A primary "road" on the island
|
Another street scene (we imagined it full of running children and conversational adults) |
Groomed side paths, with occasional old split log benches and/or new
street lights, lead to smaller groups of homes
|
A typical house: simple construction, upside down bottles in
the sand surrounding landscaped plants,
and an ATV for transportation
|
Next door, another typical house: woven fronds for walls,
and plenty of hammocks. Goodly Marsters,
owner of the ATV in the previous photo,
encouraged Art to try one out!
|
Juxtaposition of old and new |
The island's electric needs are fulfilled with this large
array of solar panels
|
Water, however, must be collected in cisterns
|
Fishing is the island's mainstay; everyone fishes, and they export
large quantities of parrotfish to Rarotonga .

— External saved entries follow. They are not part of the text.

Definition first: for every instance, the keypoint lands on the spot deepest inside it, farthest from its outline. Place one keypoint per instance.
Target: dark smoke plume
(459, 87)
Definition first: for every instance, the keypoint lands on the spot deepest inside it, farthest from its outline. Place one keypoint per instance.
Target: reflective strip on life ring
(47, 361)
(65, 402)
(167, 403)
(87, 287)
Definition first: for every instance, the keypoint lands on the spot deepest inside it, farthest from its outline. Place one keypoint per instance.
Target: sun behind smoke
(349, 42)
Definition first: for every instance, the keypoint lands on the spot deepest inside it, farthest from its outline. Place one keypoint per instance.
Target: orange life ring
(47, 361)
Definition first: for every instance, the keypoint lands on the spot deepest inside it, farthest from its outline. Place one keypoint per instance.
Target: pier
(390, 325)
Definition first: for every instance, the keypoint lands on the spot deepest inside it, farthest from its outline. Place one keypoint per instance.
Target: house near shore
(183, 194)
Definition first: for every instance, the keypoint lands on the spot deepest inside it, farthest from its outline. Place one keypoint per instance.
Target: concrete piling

In one of the high points of our whole trip, our host family invited Art to
fish with them! It's done the old-fashioned way, chasing fish into a
net--though the net is now set with the aid of a motorboat. Art and the two
sons put on boots and ran through the waist-deep reef water, pounding the
surface with long sticks. Smaller fish slipped through, and the parrotfish were
caught in a gill net. It took about an hour to make two sets, each netting
about 50 fish--a typical catch for the day.
Splashing the water to chase the fish toward the net
|
Checking the net for fish
|
Hauling in the net
|
Catch of the day
|
The next day we spent some time with Inano, the matriarch of
a different branch of the family (also pictured is Martha, the island nurse).
Probably in her 70's, Inano walked slowly but still sparkled. When we told her
how much we enjoyed hearing her relatives sing at Rarotonga and asked what the
song was about (they only speak English, and the song, typical for Cook Island
music, was in Maori), she laughed, "We don't know! We just love to
sing!" A kindred spirit, sharing
the joy of making music...
(Tangent: the Picton Castle
also calls at Palmerston. When they said the Picton had visited 5 years ago, we wondered if Katelinn had brought
her violin ashore and played for them, as she did in several places. "Oh
yes, we remember the lady with the violin!", they enthused. Wow...it really is a small world!)
Small boats are tucked along the shore--mostly for fishing ,
but also for pleasure excursions to the other motus.
The sky is darkening...
|
...and as I sit and watch the weather deteriorate, we know
it's time to leave Palmerston.
|
We had hoped to stop for a couple of nights at Beveridge
Reef. The reef used to sink boats and was given a wide berth, but with accurate GPS
coordinates (so it's encountered intentionally, not accidentally) and a fair
weather forecast, cruisers now choose to stop there. If we think atolls are
alluring, anchoring at a reef--no motus, nothing in sight, just underwater rocks to break the waves at the surface--could be even more fascinating. But alas, high winds
were predicted to arrive in a few days, so we felt it best to abandon that plan
and head straight to Tonga with
its aptly named Port
of Refuge . A great sail
and another great destination lay ahead!